Washington (6-8) entered with a one-game lead over the New York Giants in the NFC East. It plays Carolina next week.
Haskins completed 38-of-55 for 295 yards, one touchdown and two interceptions. This is a team that knows it can't drop back 55 times and win many games; certainly, that was proven again Sunday.
Haskins made his first start since Week 4, when he was benched after a 1-3 start. Coaches wanted to see better preparation from him, among other things. They wanted him to execute better on the field – go through his progressions properly and handle protection calls right.
But one thing Haskins has shown in his two seasons with Washington is resilience. He displayed that again Sunday. Haskins struggled for most of the first two-and-a-half quarters. In the first half, he completed 15-of-24 passes for only 98 yards and an interception. The pick was critical because it came at the Seattle 27-yard line and removed a chance for points. The Seahawks drove 97 yards for a touchdown. Haskins forced a pass that sailed on him to Isaiah Wright; it was tipped in the air. Those missed points proved critical in the end.
His second pick came on a first down at the Seahawks’ 43-yard line, a first-and-10 in which Seattle corner D.J. Reed looked like he would carry receiver Terry McLaurin deep. That would have left a deep crosser open for Cam Sims. But Reed dropped off, perhaps reading Haskins’ eyes, and made the easy pick.
However, after that point Haskins came to life as did the offense. He led touchdown drives of 96 and 64 yards to get Washington within 20-15. A late drive reached the Seattle 23-yard line before Haskins took two sacks and threw incomplete on fourth-and-24.
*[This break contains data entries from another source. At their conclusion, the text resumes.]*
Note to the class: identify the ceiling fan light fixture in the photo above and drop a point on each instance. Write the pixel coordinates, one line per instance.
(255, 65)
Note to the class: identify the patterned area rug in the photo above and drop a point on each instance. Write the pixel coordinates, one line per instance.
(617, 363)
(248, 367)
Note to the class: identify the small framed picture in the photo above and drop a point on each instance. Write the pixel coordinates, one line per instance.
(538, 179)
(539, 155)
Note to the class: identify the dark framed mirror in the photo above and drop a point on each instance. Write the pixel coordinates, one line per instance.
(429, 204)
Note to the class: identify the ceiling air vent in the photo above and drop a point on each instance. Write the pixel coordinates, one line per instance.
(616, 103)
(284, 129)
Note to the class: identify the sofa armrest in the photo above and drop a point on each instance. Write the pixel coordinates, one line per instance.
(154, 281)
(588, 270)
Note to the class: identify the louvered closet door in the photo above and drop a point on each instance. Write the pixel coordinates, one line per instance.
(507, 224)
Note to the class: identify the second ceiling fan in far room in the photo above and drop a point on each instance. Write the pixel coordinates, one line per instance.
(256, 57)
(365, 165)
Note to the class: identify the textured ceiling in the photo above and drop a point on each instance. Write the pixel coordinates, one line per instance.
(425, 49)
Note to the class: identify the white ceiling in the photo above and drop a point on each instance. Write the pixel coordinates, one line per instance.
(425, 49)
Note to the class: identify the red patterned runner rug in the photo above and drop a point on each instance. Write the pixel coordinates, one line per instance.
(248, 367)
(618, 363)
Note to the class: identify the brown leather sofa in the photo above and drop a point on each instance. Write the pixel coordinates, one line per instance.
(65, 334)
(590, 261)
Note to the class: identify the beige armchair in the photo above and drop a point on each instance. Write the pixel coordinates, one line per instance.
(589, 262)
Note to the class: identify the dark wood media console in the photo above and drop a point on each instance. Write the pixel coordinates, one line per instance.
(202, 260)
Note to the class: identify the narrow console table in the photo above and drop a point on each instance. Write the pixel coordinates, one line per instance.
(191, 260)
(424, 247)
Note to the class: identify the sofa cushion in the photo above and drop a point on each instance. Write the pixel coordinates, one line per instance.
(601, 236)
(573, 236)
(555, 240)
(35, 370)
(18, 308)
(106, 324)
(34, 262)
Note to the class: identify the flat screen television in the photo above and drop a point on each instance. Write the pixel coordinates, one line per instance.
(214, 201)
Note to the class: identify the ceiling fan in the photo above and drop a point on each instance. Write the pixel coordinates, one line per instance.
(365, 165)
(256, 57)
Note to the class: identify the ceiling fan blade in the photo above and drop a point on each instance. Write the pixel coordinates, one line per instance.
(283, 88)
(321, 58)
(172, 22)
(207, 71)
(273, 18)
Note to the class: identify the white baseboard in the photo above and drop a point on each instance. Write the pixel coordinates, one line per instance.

Haskins did not impress the previous week in relief of Smith. There’s a long road he still must travel to get where Washington needs Haskins to be considered a legitimate quarterback of the future. Right now, though, Washington just needs someone that can help them win a game to stay in the playoff race.
Silver lining: There were a couple. Tight end Logan Thomas caught 13 passes for 101 yards and continues his effective season. He caught a career-high 16 passes last year; he now has 62 receptions this season. Thomas provides a good underneath security blanket for whomever plays quarterback for Washington. He’s not dynamic, but he creates enough separation and uses his size well. Also, Washington’s defense was much better in the second half and even created a turnover that led to a touchdown.
Promising trend: Washington continues to recover from deficits. It is, of course, bad that it fell behind by double digits in yet another game but the fact it keeps rallying in these games says quite a bit. Yes, it would have been good to finish the comeback, but Washington continues to show a resilient mindset. Sunday was a day it had no business coming back, considering it was with a young backup in Haskins and had lost three defensive starters to injuries last week.
Pivotal play: There were many and Haskins' two picks certainly proved critical. But a missed extra point by kicker Dustin Hopkins after Washington's first touchdown left them in a position to go for two later. It failed to convert the two-pointer on its next touchdown; otherwise, Washington would have been at the Seattle 23-yard line with a chance to kick a game-tying field goal late. Instead, it needed a touchdown and failed.